10 things NOBODY tells you about car tyres

Tyres are perhaps the most ignored or misunderstood parts of a car. A lot of car owners don’t bother about tyres except for filling up air, and getting the occasional ‘alignment-balancing’ done. Often, not knowing enough about tyres causes a lot of repairs, expenses and even accidents. Here are 10 things every car owner must know about tyres.

Proper inflation is everything

Over-inflation is bad. Under-inflation can be fatal. Always, make sure that your car’s tyres run the same pressure specified by the automaker. While underinflation can cause punctures, and even tyre bursts at high speeds, over-inflation can cause suspension damage, a poor ride and also loss of control at high-speeds.

Burn-outs kill tyres

Burn-outs may look spectacular but they can simply destroy a car’s tyres by causing, 1. Flat spots that make the tyres prone to bursts. 2. Heavy tyre wear. 3. Loss of grip due to the tyre wear. A bald tyre will not just heat up faster and cause a tyre burst, but also dissipate water poorly, causing aquaplaning in the monsoons, potentially leading to a nasty accident.
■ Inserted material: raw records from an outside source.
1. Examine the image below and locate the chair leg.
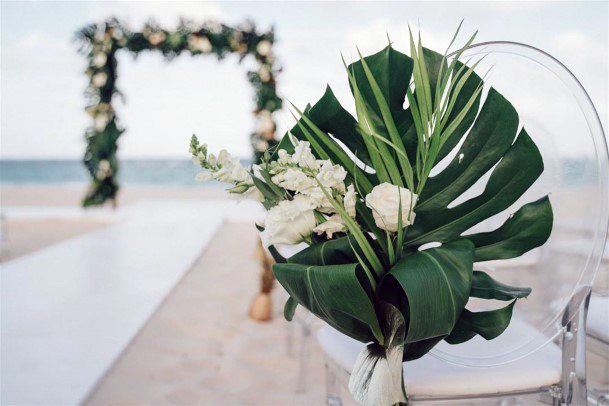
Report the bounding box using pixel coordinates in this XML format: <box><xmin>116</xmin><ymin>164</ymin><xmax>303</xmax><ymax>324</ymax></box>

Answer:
<box><xmin>326</xmin><ymin>359</ymin><xmax>343</xmax><ymax>406</ymax></box>
<box><xmin>561</xmin><ymin>286</ymin><xmax>591</xmax><ymax>406</ymax></box>
<box><xmin>296</xmin><ymin>320</ymin><xmax>311</xmax><ymax>393</ymax></box>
Regular wheel alignment and balancing = long lasting tyres and suspension

Wheel alignment, balancing and rotation of tyres needs to be done according to manufacturer specified intervals. This interval varies from car to car. Consult your manual for the exact interval. For most cars, it’s 10,000 kilometers. Yes, even suspension lasts longer on balanced tyres rather than unbalanced ones. For even tyre wear, rotation of tyres is important. Also, make sure that you take your car for alignment-balancing if you experience the steering ‘pulling to one side’ or vibrations on the steering-wheel.

Overloading is an absolute no-no

 

Overloading a vehicle stresses tyres beyond its carrying capacity, increasing wear, and also the potential for failure. Each time a vehicle is overloaded, a tyre gets weakened, and obviously, this can have dangerous consequences. So, never overload a vehicle. Should it be unavoidable, cut speed by at least 30 % to give yourself some margin of safety.
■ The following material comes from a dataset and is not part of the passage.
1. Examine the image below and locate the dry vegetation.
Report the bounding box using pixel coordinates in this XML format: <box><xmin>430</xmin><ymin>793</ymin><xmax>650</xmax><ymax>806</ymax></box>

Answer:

High speeds on cement roads are ‘tyre-killers’

Cement/concrete roads (found on most expressways) cause much higher tyre wear than tar roads. This is because they cause the tyres to heat up more. So, when you’re on such a road, make sure that you stick to the speed limit. Driving at high-speeds – significantly higher than the speed limit – can easily cause a tyre burst.

Tyre scams are rampant in India

Big Indian cities are seeing local puncture shops putting out nails on major roads, hoping for more punctures to fix. Another big scam involves unscrupulous puncture shop owners deliberately puncturing a car’s tyre when the owner stops to get air filled. Try and stick to reputed tyre shops. It’s a good idea to get tyre pressure checked, and adjusted at fuel pumps rather than roadside ‘puncture-wallahs‘.
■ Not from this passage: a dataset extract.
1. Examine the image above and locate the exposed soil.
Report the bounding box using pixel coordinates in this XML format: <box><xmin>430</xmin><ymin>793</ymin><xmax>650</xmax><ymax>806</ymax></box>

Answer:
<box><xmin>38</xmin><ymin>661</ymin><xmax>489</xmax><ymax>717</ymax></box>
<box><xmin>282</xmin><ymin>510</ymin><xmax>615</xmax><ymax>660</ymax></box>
Buying online may not be always be a bright idea

A lot of people are now buying tyres online, and getting them fitted at a nearby tyre shop. This is not a bad idea considering the fact that online purchases allow for a fair bit of savings in many cases. However, do note that a lot of tyres sold online may be defective. Then, there’s the issue of ‘old-stock’, which means that you stand to lose a good chunk of warranty. If you’re getting tyres very cheap online, there’s a good chance that the deal has some kind of strings attached to it.

Fat tyres are more for looks than performance

Fat tyres make a lot of cars look good, but are wholly unnecessary as far as performance goes. Fat tyres cut fuel efficiency, increase tyre noise in many cases, and also make cars go slower due to higher rolling resistance and weight. If you have to upsize, make sure that the new tyres are within the ‘advisable rolling diameter’ that will suit your car. There are many online tyre-size calculators that will help you figure this out.

High-performance tyres wear out much faster

High-performance tyres can offer great grip but they also wear out faster. If you drive a budget car mainly for commuting and stick to sane speeds, there’s no real benefit of fitting high-performance tyres to your car. Such tyres are quite expensive, and also need to be replaced much earlier.

Turning the steering wheel while stationary wears out tyres rapidly

And this is exactly why it’s a good idea to move your car a little before you attempt to turn the steering. So, when you’re backing into or out of a parking spot, try to get your vehicle moving at least a little before turning the steering wheel.